自分にまた、忘れる事の出来ない記憶が出来るんだわ。そう思った。
この瞬間はのちのち痛みになる?
……いいえ、幸せな思い出に……きっと……。
ラヴィはバドの動きとそれに伴う僅かな痛みのリズムに乗せて、そうしなければ。そうなると良い……。と繰り返した。合間合間に落ちて来る口づけが熱くて甘かった。
バドの肌の体温に愛しさが溢れて、勝手に涙が零れた。
なのに。
バドはラヴィを抱きながら『どこにもやんない』と繰り返した。
『もう、どこにもやんない』そう繰り返しながら切なそうな目をしてラヴィを見下ろしていた彼に、彼女は何も答えられなかった。蕩けそうな幸せの最中、余裕が無かったのもあるけれど、『ええ、どこにも行かないわ』と彼に返す事が出来なかった。
彼がラヴィの胸に顔を埋めて寝入った後、ラヴィは彼の髪を撫でながら、空や海や地平線の先に光る光を思い浮かべていた。腰に回されしっかりと自分を抱く腕の重みにこの上ない愛しさを感じながら、風や街の騒めきを脳裏で聴いていた。
気持ちがまんじりとしない間に朝が来て、そっと眠るバドの腕から身体を離し、服を着て部屋を出ると、オバアがいた。
オバアは天井から吊るされた鍋にお湯を沸かしていて、ラヴィに「おはよう」と優しく言った。
ラヴィは朝までバドの部屋にいたのを知られて、顔を赤くした。
「あの方は優しかった?」
「え!?」
ふふふ、とオバアが笑って、ラヴィを手招きした。
ラヴィは手渡されたお茶の器を持つ手が震えてしまい、縮み上がった。
「あの方は、空をね、ずっと見ていました。ずっとよ」
「……」
お茶に視線を落としてこちらを見ようとしないラヴィの表情に、オバアは少しの間を取って、鍋からお湯を掬う柄杓をコンと音を立てて置いた。
「幸せなのは、あの方だけ?」
「……」
何を意図しているか分からない質問に、ラヴィは戸惑いつつもオバアと目を合わせられない。本当は……本当は、オバアが何を見抜いて、何を訴えたいのか解ったから。

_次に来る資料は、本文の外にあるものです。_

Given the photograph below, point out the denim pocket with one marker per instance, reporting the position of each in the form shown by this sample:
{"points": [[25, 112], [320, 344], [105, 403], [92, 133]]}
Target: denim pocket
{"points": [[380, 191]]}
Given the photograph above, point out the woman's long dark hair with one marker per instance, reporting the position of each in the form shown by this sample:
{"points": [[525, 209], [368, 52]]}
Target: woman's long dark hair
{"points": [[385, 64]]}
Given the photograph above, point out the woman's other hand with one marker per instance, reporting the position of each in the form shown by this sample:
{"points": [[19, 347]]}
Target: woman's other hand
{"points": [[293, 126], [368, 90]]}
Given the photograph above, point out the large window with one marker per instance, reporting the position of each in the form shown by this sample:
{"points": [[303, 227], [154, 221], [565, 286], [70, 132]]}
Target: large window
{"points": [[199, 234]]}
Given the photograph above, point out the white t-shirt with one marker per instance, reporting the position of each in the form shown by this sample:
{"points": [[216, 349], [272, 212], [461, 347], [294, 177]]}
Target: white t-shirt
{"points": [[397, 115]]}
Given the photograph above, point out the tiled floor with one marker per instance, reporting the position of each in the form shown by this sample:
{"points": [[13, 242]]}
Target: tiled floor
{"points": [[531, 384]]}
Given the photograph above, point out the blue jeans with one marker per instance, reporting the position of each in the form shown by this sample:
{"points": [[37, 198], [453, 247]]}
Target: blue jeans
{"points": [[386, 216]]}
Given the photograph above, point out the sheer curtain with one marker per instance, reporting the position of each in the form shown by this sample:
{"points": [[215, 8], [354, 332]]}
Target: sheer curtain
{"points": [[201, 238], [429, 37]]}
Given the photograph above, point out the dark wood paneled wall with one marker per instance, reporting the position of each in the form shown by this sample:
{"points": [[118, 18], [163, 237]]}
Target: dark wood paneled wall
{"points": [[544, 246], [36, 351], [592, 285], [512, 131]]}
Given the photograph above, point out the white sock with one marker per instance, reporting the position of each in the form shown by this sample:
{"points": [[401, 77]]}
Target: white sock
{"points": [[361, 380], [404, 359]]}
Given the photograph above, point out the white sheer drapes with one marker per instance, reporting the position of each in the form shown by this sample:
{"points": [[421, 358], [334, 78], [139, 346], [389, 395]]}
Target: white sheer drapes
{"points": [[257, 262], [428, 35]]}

バドの部屋から、微かな気配がした。彼が起きたのだろう。
ラヴィはパッとオバアの目を真っ直ぐ見た。
「わたくし、……わたくし、愛しています」
オバアは目を細めて微笑んだ様な表情を見せ、僅かに息を吐くと、こう言った。
「……貴女は風」
*
風。自由なるもの。そうかも知れない。
でも、誰しもがそうじゃないかしら?
わたくしだけが、そうだと言うの?
それとも、我儘という意味かしら?
そうだとしたら……そうだとしたら……愛は風に飛んで行ってしまうのかしら?
あんなに強く抱き合ったとしても?
どうしてこの世界は、こんなにもなにもかも、たくさんの想いが混在するのでしょう!
*
雛は満腹になると、背を緩やかに上下させながら眠ってしまった。
ロゼはげっそりしてそれを眺めると、そっとその場から離れようとした。
彼は綺麗好きだ。
彼を指南した者がそうだったし、元々は良家の出なので、汚い部屋などあり得ないのである。

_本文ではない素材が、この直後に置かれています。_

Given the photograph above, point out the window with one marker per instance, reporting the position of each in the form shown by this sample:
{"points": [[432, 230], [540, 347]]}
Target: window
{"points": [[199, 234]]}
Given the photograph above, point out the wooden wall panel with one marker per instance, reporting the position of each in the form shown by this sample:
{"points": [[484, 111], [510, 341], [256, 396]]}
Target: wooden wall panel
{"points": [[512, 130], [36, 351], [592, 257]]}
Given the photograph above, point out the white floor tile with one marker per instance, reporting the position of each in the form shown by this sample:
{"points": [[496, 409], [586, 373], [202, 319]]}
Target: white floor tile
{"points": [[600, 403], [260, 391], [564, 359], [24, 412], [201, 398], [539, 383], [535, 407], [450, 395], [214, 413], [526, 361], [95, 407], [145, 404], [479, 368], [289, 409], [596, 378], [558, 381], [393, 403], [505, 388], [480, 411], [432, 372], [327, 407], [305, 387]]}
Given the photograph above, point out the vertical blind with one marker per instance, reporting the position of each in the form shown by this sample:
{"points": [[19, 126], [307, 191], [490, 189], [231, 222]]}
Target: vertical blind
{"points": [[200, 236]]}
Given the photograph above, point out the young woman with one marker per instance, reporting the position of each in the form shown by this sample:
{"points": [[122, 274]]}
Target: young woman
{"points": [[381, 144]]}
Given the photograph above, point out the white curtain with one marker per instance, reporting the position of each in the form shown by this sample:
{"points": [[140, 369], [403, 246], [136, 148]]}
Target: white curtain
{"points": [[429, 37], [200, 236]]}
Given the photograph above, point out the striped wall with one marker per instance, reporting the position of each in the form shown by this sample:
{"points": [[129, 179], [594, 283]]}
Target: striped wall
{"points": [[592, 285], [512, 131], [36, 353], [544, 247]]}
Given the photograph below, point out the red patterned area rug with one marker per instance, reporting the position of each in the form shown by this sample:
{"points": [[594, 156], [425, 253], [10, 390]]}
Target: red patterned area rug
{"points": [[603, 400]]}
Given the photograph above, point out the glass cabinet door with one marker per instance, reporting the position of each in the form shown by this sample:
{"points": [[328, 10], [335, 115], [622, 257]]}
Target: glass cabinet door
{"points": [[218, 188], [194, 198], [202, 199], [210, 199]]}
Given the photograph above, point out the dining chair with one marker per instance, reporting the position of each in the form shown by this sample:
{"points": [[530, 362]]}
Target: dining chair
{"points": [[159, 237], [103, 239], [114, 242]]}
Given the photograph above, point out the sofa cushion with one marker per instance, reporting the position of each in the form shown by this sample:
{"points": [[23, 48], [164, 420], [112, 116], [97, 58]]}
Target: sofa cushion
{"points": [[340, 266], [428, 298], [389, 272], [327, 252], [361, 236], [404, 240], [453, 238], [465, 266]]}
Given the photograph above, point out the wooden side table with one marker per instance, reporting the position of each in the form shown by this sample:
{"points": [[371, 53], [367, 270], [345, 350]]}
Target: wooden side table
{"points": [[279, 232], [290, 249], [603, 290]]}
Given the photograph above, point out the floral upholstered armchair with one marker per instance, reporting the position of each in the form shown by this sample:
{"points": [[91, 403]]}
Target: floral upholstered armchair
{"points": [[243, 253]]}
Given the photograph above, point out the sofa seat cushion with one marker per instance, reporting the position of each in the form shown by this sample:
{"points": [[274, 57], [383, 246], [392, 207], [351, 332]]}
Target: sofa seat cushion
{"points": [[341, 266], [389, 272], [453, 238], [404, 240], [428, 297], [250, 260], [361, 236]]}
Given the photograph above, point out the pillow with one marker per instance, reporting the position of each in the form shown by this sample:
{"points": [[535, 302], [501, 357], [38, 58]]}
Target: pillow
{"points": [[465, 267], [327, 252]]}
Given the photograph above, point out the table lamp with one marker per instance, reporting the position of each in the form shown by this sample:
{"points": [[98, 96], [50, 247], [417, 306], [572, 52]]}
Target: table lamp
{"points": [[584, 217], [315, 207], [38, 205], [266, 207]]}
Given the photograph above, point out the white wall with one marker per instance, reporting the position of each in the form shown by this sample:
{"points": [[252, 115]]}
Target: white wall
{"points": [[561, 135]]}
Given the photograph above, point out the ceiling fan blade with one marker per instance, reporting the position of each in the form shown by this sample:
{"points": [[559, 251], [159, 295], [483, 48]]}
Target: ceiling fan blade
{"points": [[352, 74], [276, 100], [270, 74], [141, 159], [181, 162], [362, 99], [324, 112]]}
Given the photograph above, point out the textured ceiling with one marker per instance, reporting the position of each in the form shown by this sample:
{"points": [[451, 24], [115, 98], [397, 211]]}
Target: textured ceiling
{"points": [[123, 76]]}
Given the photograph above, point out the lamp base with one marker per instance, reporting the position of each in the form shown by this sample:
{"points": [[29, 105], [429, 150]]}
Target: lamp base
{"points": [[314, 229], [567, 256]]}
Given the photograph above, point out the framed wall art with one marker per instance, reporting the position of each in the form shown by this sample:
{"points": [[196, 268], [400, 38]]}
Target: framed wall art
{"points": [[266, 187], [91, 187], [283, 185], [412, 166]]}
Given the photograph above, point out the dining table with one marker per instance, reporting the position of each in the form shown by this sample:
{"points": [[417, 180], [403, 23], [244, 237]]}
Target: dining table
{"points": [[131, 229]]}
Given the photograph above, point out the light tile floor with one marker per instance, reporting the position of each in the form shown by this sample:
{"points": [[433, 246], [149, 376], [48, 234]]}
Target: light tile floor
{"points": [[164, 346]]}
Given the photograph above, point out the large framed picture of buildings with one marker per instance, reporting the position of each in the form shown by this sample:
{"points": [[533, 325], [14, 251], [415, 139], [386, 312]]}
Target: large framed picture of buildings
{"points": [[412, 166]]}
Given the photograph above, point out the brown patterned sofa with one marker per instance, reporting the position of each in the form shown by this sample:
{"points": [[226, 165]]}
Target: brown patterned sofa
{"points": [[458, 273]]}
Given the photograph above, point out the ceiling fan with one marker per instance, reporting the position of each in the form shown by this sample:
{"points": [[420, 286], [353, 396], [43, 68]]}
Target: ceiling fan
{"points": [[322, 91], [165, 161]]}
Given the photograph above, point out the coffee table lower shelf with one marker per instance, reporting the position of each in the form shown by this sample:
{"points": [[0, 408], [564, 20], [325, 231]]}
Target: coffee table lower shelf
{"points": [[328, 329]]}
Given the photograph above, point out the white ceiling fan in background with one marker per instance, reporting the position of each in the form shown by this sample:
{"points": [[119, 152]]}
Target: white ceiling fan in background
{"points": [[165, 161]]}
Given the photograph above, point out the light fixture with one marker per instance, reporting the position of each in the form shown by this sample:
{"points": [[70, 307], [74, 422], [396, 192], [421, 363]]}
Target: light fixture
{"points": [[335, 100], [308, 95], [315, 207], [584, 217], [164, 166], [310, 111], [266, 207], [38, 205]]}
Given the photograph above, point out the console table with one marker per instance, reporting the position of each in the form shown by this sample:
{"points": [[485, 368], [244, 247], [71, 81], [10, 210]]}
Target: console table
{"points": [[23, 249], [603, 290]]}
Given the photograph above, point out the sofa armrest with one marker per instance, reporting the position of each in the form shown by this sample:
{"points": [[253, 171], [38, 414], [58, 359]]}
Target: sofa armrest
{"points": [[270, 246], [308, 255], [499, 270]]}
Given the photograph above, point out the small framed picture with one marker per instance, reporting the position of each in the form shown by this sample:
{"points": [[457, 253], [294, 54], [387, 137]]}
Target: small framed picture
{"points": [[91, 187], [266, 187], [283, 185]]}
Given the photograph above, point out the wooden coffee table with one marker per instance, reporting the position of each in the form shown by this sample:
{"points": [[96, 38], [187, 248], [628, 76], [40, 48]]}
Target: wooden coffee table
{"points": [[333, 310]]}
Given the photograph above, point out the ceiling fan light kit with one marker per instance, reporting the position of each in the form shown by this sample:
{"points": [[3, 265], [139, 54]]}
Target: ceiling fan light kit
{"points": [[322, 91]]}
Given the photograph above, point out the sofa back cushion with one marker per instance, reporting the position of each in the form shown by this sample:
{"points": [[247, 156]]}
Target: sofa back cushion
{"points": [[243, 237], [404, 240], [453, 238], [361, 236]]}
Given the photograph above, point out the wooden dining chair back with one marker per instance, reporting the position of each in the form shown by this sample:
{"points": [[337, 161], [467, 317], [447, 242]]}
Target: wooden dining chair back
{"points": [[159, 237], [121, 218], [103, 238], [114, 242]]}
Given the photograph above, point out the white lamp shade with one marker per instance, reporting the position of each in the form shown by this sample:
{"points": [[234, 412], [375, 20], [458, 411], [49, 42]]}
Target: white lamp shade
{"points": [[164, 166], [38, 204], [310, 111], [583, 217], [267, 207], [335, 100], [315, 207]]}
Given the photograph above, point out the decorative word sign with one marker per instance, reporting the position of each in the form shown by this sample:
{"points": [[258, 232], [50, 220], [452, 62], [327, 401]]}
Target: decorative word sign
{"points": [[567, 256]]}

なので、部屋で動物を飼うとか、絶対に絶対にあり得ないのである。
ロゼは船のリビングの隅に雛の居場所を作った。
ラヴィがバドにあげようとラッピングしたチョコレートの箱を、無許可で中身を全部出して、外で毟って来た草を詰め、当面の巣箱にした。
ロゼがかなり気を配ってそっと動いたにも関わらず、雛は気配を察知して目を開け頼りなさ気にひよひよ鳴いた。
「お前はここで寝る。俺は、ベッドで寝るの!」
雛は全身をぷるぷるしながら、箱から這い出そうともがく。
ロゼは上から雛の身体を押さえつけた。
「こ・こ・で・寝・ろ」
パッと急いで箱に蓋をし、上に分厚い本を置いて、彼は「これでよし」と思った。
くぐもった「ひよひよ」という鳴き声に「うるせぇうるせぇ」と呟きながら、彼はリビングを出て自室へ戻って行った。
*
―――アイツ、ナニやってんだ。無断外泊しやがってぇ。
自分はしょっちゅうのクセに、ロゼはベッドの中でイライラしていた。
ナニをしているかなんて、彼には当然解っている。
何だか釈然としない。
今夜は楽しい夜になるハズだったのに。
全部アイツのせいだ。
小さく唸りながら寝返りを打って、ロゼは目を閉じる。
ラヴィはこのままここに居付くのだろう。
だとしたらもう、船の旅は終わり?
俺は国に帰らなきゃなんねぇ?
……そんなの詰まらない。
ロゼはラヴィとの旅が気に入っていた。
ラヴィの飯は美味いし、部屋は全ていつも清潔だ。大概の事は放って置いてくれるし(ロゼには呆れられているという自覚が無い)、素直なのでイジメがいがある。たまにやり返して来る意外と気の強い所も「お」と思わされて楽しい。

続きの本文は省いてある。